Dijon, l’intime en éclats

Dijon, l’intime en éclats
Journal intime en apesanteur, “Baby” capte Dijon au moment précis où l’émotion déborde la forme : un disque fragile, domestique, traversé de cassures et d’élans inaboutis, qui préfère la vibration de l’instant à la solidité des chansons.

Quatre ans après “Absolutely“, Dijon Duenas revient avec “Baby“, album qui prolonge sa grammaire émotionnelle sans chercher à l’élargir. On y retrouve cette manière très personnelle de faire de la musique comme on tient un journal : à même la peau, sans distance, avec le refus presque programmatique de la forme stable. “Baby” n’est pas un recueil de chansons au sens classique, mais un enchaînement d’états, de fragments, de tensions mal refermées.
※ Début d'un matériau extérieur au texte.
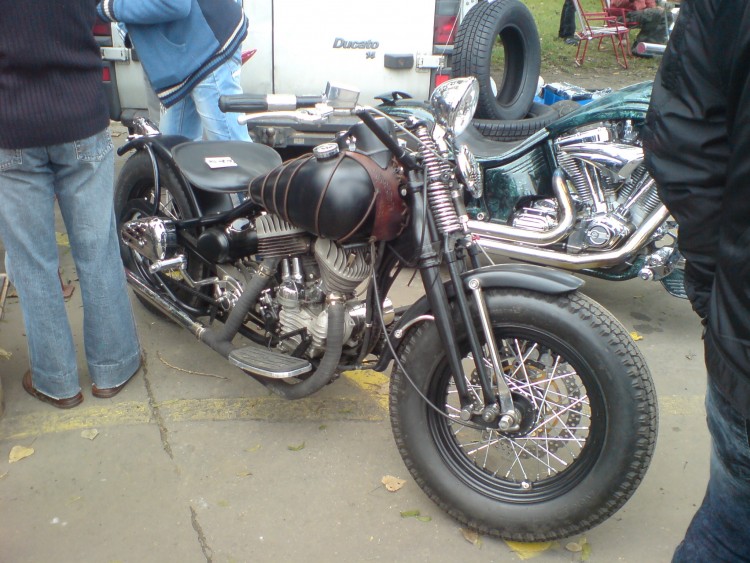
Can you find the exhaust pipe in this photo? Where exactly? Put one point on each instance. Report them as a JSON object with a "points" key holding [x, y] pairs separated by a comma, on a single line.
{"points": [[572, 261], [220, 339], [514, 234], [174, 314]]}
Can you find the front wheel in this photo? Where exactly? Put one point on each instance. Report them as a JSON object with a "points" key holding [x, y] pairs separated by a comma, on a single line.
{"points": [[588, 429]]}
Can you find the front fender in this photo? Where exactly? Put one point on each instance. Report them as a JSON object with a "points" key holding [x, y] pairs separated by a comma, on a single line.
{"points": [[163, 144], [504, 276]]}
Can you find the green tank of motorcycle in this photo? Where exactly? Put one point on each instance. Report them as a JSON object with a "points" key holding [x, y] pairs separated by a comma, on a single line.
{"points": [[630, 102], [524, 173]]}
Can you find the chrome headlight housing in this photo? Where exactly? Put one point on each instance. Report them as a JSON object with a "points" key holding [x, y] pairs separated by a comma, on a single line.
{"points": [[454, 103]]}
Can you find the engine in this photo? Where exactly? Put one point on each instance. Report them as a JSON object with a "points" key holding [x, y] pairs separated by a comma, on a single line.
{"points": [[611, 188], [311, 269]]}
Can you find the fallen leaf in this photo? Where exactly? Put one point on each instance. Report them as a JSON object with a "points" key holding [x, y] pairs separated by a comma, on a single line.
{"points": [[392, 483], [471, 536], [528, 550], [19, 452]]}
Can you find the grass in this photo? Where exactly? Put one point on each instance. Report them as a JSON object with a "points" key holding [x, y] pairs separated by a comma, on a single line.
{"points": [[557, 56]]}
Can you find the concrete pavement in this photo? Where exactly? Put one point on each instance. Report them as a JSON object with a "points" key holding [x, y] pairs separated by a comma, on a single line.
{"points": [[195, 462]]}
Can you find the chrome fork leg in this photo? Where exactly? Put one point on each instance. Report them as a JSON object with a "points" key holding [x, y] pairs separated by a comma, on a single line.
{"points": [[508, 417]]}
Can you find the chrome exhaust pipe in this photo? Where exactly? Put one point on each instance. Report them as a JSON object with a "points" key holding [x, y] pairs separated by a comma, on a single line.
{"points": [[175, 314], [540, 238], [573, 261]]}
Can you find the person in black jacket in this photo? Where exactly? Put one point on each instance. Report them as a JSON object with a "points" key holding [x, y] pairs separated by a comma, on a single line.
{"points": [[697, 146], [55, 146]]}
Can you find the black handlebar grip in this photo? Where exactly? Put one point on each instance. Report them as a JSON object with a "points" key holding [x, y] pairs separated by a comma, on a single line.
{"points": [[254, 103], [243, 103]]}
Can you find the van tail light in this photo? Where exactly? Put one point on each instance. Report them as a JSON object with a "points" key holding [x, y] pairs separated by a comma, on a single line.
{"points": [[440, 78], [102, 28], [445, 30]]}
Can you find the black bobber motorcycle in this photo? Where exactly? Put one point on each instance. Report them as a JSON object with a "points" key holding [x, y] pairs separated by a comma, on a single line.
{"points": [[519, 405]]}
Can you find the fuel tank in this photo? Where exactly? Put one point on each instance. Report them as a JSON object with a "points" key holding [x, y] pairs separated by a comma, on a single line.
{"points": [[337, 194]]}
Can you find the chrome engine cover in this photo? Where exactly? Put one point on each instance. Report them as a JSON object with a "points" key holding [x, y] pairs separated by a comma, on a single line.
{"points": [[152, 237]]}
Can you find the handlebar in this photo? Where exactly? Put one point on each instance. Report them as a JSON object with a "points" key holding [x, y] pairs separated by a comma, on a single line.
{"points": [[255, 103]]}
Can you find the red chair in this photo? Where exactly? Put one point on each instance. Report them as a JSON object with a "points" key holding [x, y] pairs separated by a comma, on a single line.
{"points": [[599, 25], [620, 13]]}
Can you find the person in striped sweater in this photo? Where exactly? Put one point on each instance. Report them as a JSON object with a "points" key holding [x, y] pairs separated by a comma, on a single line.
{"points": [[190, 52]]}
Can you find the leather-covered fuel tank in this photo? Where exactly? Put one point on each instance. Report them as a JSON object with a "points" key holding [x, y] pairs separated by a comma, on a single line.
{"points": [[341, 195]]}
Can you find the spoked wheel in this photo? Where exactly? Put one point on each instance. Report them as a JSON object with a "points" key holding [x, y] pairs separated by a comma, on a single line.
{"points": [[134, 198], [588, 420]]}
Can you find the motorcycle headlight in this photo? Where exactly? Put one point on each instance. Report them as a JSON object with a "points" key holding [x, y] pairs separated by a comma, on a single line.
{"points": [[454, 102]]}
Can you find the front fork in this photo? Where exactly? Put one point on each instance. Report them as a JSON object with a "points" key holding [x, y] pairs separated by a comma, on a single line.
{"points": [[496, 404]]}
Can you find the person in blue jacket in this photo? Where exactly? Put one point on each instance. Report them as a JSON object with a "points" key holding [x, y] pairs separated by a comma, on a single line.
{"points": [[190, 52], [56, 149]]}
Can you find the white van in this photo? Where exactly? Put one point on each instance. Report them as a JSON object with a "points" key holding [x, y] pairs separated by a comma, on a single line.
{"points": [[377, 47]]}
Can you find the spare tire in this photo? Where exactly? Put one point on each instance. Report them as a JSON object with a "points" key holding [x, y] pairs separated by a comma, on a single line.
{"points": [[516, 129], [511, 22]]}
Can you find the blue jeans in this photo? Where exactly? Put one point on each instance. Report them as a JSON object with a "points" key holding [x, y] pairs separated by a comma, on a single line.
{"points": [[720, 529], [80, 175], [197, 115]]}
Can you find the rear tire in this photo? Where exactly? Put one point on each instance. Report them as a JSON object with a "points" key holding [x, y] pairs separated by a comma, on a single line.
{"points": [[588, 430], [134, 197], [512, 23]]}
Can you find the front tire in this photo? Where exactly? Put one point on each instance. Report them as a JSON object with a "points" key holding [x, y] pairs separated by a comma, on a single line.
{"points": [[588, 430]]}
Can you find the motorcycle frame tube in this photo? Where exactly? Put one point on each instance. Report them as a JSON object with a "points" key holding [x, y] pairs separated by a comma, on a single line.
{"points": [[160, 147], [504, 276]]}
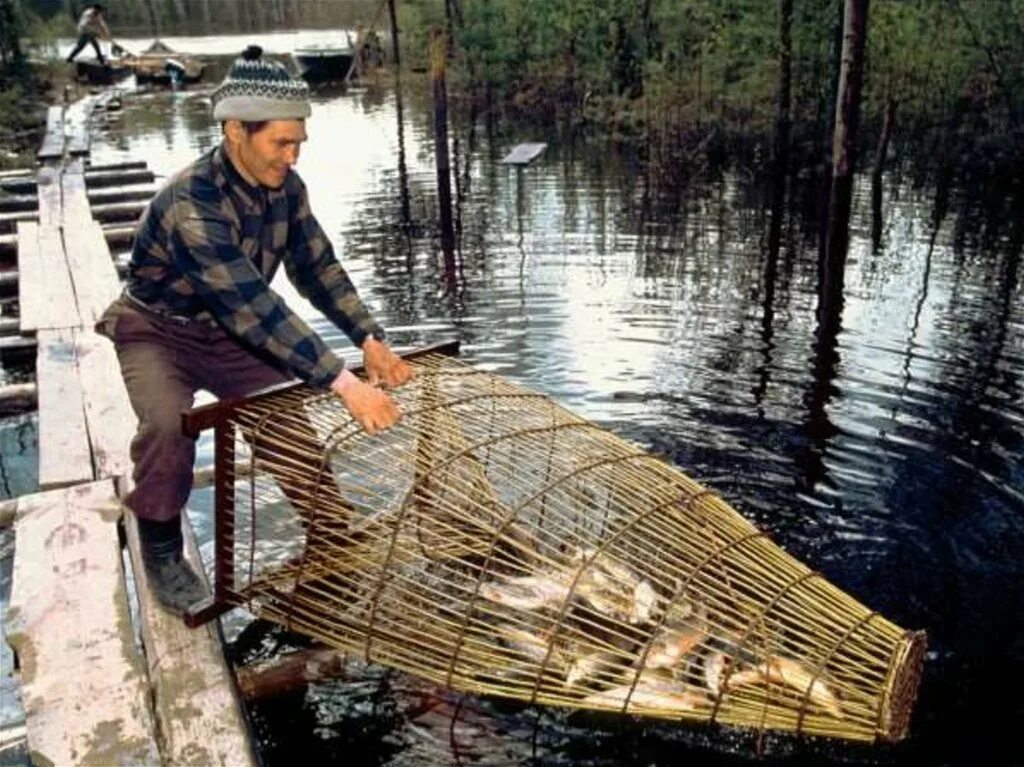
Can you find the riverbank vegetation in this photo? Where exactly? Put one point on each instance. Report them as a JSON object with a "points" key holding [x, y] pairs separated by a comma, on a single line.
{"points": [[25, 90], [699, 72]]}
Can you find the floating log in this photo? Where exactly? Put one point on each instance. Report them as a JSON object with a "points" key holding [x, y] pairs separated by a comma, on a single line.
{"points": [[117, 212], [102, 197], [104, 179], [13, 203], [117, 236], [128, 165], [94, 179], [8, 221], [291, 673], [523, 154], [14, 344], [18, 398]]}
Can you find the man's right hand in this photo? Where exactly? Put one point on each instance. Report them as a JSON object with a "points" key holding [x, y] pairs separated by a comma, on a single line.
{"points": [[371, 407]]}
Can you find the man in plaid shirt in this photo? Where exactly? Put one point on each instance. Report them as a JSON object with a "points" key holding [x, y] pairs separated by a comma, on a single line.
{"points": [[198, 310]]}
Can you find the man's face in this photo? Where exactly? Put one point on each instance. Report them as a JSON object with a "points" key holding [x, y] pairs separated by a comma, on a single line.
{"points": [[266, 155]]}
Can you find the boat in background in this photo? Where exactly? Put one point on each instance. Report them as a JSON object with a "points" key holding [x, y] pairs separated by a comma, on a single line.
{"points": [[324, 62], [92, 72], [161, 65]]}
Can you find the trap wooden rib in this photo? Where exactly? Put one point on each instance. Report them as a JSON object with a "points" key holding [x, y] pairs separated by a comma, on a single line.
{"points": [[495, 543]]}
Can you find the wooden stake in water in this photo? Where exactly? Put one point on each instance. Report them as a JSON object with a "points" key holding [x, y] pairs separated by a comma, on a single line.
{"points": [[437, 78]]}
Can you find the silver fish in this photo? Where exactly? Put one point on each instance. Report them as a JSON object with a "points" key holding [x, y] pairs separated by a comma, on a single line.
{"points": [[801, 679], [649, 692]]}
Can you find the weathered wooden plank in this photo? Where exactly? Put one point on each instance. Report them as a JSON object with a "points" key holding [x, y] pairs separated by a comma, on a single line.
{"points": [[524, 154], [53, 141], [82, 681], [75, 204], [49, 196], [45, 294], [77, 125], [119, 237], [198, 711], [64, 439], [108, 411], [92, 271]]}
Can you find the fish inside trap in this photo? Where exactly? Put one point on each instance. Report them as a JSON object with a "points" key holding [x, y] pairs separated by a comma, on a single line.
{"points": [[495, 543]]}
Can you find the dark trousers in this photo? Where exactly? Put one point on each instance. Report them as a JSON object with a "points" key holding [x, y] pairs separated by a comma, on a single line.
{"points": [[84, 40], [164, 361]]}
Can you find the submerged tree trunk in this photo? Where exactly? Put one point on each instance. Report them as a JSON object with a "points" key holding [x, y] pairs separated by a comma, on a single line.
{"points": [[154, 17], [437, 76], [392, 17], [783, 118], [847, 123], [888, 124], [207, 18]]}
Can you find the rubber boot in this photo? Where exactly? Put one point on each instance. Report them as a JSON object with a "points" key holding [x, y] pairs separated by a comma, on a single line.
{"points": [[172, 581]]}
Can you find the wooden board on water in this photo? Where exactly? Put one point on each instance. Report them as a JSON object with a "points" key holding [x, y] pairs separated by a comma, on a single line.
{"points": [[74, 203], [65, 457], [77, 125], [92, 271], [524, 154], [45, 294], [82, 683], [196, 706], [54, 139], [108, 411]]}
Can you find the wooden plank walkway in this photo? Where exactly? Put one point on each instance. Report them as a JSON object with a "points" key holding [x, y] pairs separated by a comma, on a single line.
{"points": [[82, 683], [189, 712]]}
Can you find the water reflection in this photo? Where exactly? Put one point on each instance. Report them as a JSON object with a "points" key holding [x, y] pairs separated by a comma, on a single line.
{"points": [[868, 414]]}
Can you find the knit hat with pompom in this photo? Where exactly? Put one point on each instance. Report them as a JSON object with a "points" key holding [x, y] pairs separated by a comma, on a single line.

Enregistré en grande partie dans un cadre domestique, le disque porte la trace de ce moment de vie précis : Dijon y évoque explicitement la paternité, la relation, la peur de l’équilibre autant que son désir. L’émotion est partout, rarement filtrée. La voix, souvent laissée nue ou à peine soutenue, semble parler avant de chanter. Les arrangements, eux, se construisent puis se désagrègent : pianos interrompus, rythmiques qui bifurquent, nappes synthétiques qui surgissent comme des pensées parasites.

Musicalement, Baby avance par ruptures. Les premiers titres installent une fausse douceur (grooves souples, clins d’œil soul et R&B), rapidement fissurée par des choix de production abrupts. Dijon affectionne les cassures, les montages presque maladroits, les contrastes francs entre tendresse et dissonance. Sur plusieurs morceaux, la chanson semble volontairement abandonnée avant son accomplissement, comme si l’artiste préférait préserver la vibration initiale plutôt que d’en tirer une mélodie durable.

Cette esthétique du brouillon habité est à la fois la force et la limite de l’album. Quand elle fonctionne, elle produit de véritables moments de grâce : une pop bancale mais touchante, des éclats mélodiques qui surgissent sans prévenir, une sincérité désarmante. Mais à mesure que le disque avance, cette logique de l’esquisse finit par émousser l’écoute. Peu de titres s’imposent durablement ; beaucoup laissent une impression diffuse, agréable mais instable, qui se dissipe sitôt l’album terminé.

Baby” ressemble ainsi moins à une affirmation qu’à une étape. Un disque cohérent dans son refus de la maîtrise, profondément contemporain dans son rapport à l’intime et à la production, mais qui peine encore à transformer cette matière émotionnelle en véritable architecture musicale. Dijon y affirme une sensibilité singulière, indéniablement touchante, sans encore lui offrir l’écrin qu’elle mérite pleinement.